The for: 5m clause prevents alerts from firing on transient spikes. A two-second latency spike that lasts 30 seconds is a blip. Sustained high p99 for five minutes is an incident.


The Observability Design Checklist

Add this to your definition of done for every new service or feature:

Observability Checklist
═══════════════════════════════════════════════
Metrics
  ☐ Four golden signals instrumented
  ☐ Business-level counters/gauges for key operations
  ☐ Custom metrics follow naming convention
  ☐ Alert rules written for p99 latency and error rate
 
Logging
  ☐ Structured JSON logging configured
  ☐ Log level policy documented and followed
  ☐ traceId and userId in MDC for all requests
  ☐ No sensitive data (PII, credentials) in logs
  ☐ Meaningful log messages at INFO for business events
 
Tracing
  ☐ OpenTelemetry auto-instrumentation active
  ☐ Custom spans for business-critical operations
  ☐ traceId propagated in all downstream HTTP calls
  ☐ traceId propagated in all message headers
 
Dashboards
  ☐ Service dashboard exists with four golden signals
  ☐ Dashboard linked from service README
  ☐ Alert runbook exists with first-response steps
 
Runbook
  ☐ Top 3 alert scenarios documented
  ☐ Steps to diagnose each scenario
  ☐ Escalation path documented
═══════════════════════════════════════════════

Observability Is a Design Decision, Not an Afterthought

The gap between a system that is debuggable in 5 minutes and one that takes 2 hours to diagnose is not a tooling gap.
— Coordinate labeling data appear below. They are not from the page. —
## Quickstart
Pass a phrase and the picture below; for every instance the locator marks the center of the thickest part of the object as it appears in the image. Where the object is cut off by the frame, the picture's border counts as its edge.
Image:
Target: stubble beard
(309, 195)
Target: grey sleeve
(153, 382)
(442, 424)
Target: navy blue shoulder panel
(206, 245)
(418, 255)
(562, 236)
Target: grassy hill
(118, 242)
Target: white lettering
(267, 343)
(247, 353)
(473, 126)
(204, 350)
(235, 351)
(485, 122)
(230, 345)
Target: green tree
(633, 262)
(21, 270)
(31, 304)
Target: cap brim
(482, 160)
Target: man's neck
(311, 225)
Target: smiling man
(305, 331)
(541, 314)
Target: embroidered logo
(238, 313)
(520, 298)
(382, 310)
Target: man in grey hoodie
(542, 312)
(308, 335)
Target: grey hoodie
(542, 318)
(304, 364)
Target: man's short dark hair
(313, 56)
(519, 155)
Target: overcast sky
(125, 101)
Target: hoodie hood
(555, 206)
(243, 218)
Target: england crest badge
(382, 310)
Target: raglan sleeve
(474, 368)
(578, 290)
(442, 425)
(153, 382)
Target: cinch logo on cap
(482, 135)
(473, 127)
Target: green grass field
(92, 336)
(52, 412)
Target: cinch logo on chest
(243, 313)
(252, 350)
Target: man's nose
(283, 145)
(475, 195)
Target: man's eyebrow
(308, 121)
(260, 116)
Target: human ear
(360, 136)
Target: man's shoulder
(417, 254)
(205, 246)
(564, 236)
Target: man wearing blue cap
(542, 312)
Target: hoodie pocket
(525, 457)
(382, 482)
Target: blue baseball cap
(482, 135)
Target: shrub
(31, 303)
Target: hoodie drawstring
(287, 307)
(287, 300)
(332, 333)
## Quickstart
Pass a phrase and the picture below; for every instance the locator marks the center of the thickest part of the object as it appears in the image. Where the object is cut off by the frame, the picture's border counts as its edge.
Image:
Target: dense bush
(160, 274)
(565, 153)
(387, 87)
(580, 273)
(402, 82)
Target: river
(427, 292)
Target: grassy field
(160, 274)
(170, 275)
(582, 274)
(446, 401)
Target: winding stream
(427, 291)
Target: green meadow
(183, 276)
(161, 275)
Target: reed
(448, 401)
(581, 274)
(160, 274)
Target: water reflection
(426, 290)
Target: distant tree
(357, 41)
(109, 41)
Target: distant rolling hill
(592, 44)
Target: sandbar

The tools are good and most teams already have them. The gap is design intent.

When you write a new endpoint, ask: if this fails in production, what will I need to know to diagnose it? Instrument for that now. When you add a database call, add a span. When you add a background job, emit a counter.

The on-call engineer at 3am is you in the future, with less sleep and less patience. Design for that person. They will thank you.